Un épais manteau blanc recouvre les plaines habitées du bourg, les chevaux sont partis et seuls les bruits irréguliers des lignes électriques viennent casser la tranquillité de cette campagne. Les oiseaux dorment encore, la fine couche de rosée figée se décide à rester quelques heures de plus, le temps est calme, d’une froideur certaine mais inimitable. C’est dans ce paysage fixe que son coeur se confond le plus. Imperturbable, inébranlable, c’est à la fois le réconfort d’une vie tranquille et la sécurité d’une existence sans soucis.
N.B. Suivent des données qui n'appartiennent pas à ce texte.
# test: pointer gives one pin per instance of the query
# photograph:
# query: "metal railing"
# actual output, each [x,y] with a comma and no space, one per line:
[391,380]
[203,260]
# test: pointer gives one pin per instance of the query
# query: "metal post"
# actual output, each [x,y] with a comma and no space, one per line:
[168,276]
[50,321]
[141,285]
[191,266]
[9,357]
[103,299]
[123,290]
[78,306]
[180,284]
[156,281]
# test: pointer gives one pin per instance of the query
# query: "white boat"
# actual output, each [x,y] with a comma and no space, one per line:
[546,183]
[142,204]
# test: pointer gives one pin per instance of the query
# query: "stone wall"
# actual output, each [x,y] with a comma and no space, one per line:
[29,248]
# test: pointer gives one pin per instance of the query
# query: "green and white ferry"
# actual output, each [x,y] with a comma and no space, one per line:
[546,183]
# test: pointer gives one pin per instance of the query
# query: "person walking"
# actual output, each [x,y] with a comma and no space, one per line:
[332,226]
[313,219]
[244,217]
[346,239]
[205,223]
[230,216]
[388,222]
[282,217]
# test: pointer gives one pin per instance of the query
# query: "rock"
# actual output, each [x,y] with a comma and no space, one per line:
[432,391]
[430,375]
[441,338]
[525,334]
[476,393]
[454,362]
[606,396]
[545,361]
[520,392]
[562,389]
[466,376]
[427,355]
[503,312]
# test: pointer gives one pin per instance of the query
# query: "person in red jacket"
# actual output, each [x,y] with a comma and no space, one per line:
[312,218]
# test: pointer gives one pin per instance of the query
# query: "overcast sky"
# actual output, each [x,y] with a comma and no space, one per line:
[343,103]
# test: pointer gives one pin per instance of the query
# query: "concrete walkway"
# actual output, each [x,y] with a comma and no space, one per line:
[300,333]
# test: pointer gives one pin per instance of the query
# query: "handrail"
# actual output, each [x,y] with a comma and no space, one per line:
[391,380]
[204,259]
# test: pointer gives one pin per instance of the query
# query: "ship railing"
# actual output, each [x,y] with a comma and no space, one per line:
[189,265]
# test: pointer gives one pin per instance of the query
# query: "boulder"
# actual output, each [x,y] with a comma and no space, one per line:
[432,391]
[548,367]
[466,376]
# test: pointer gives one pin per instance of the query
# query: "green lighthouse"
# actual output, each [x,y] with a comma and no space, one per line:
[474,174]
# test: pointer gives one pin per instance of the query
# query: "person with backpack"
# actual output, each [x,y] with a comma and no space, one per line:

Au milieu de cette nature imposante, il se sent à sa place, dans un coin, là où il ne dérange personne et où personne ne peut le déranger. Derrière ce paysage romanesque et cette mise en scène routinière une part de son être se dit qu’il n’a pas atteint son but. En effet, le bonheur solitaire est là, sans craintes, impôts et crédits payés, taxes honorées, tout semble être à sa place. A une exception près, lui. Il est heureux d’être là où il est mais la tranquillité de cette paisible campagne se transforme peu à peu en solitude, de plus en plus morbide. Les idées courent, certaines sont cohérentes, d’autres sont pures folie, aucune ne trouve sa finalité, ni dans la réflexion ni dans l’ignorance. Il s’imagine qu’accompagné, ses idées, ses valeurs se retrouveraient bousculées, réinventées. Cependant, la monotonie de sa vie ne laissait pas place à quiconque aurait décidé de s’aventurer dans son monde. Il a peur, peur de ce qu’il ignore, peur de tout perdre, tout ce temps passé à penser, il s’imaginait, il veut s’imaginer qu’il n’a pas fait cela pour rien. Au fond de lui, résolu à penser que l’on peut trouver les réponses aux questions de son existence par soi même, il préfère rester en retrait comme il l’a toujours fait.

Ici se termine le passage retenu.